Impende destacarmos, também, a atenção concedida pelo órgão ao período de vigência da Medida Provisória nº 808/17, compreendido entre 14 de novembro de 2017 e 22 de abril de 2018, dentro do qual o prêmio por desempenho superior, para ser excluído da base de cálculo das contribuições previdenciárias, não pode exceder ao limite máximo de dois pagamentos ao ano.
De forma a concluirmos esta breve exposição, reforçamos que, nos precisos termos do artigo 9º da CLT, serão nulos de pleno direito os atos praticados com o objetivo de desvirtuar, impedir ou fraudar a aplicação dos preceitos contidos na legislação trabalhista. Ou seja, o prêmio não pode se prestar a disfarçar o pagamento de salários; deve, sim, ser utilizado como legítima ferramenta de incentivo e reconhecimento profissional. Assim sendo, temos que a análise do caso concreto sempre se pautará pelo princípio da primazia da realidade.

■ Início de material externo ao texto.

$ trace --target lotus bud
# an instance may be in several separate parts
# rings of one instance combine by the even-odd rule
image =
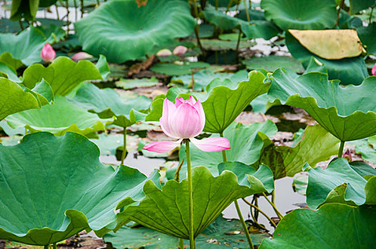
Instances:
[[[187,53],[188,48],[183,46],[178,46],[173,49],[173,53],[176,55],[183,55]]]
[[[41,51],[41,58],[46,63],[51,63],[56,58],[56,53],[49,43],[44,44]]]
[[[351,155],[351,152],[348,149],[346,149],[346,152],[345,152],[345,153],[343,153],[343,156],[342,157],[347,160],[349,162],[352,161],[352,156]]]
[[[166,57],[166,56],[170,56],[173,53],[171,53],[171,51],[170,51],[169,49],[165,48],[165,49],[162,49],[158,51],[157,56]]]
[[[91,59],[93,58],[93,55],[89,55],[87,53],[85,52],[78,52],[77,53],[75,53],[73,55],[71,59],[75,61],[81,60],[86,60],[86,59]]]
[[[154,142],[146,144],[143,149],[165,153],[178,146],[183,139],[190,140],[196,147],[204,152],[230,149],[230,142],[224,137],[211,137],[201,140],[194,138],[203,130],[205,120],[203,105],[193,96],[186,100],[181,97],[177,98],[175,104],[165,99],[162,117],[159,120],[161,128],[167,136],[178,140]]]

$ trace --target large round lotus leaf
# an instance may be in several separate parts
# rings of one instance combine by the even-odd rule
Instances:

[1] Texto atualizado originalmente publicado na Revista Digital "Direito do Trabalho em Foco", 1ª edição, disponível em https://www.miller.adv.br/edicao-1
[2] Nota: quanto aos “hiring bônus” e “luvas” dos atletas profissionais, o TST firmou entendimento, anteriormente à reforma legislativa, de que, apesar de se tratarem de parcelas pagas em valor único, a sua natureza é salarial, porém com repercussão limitada sobre os demais encargos trabalhistas e previdenciários.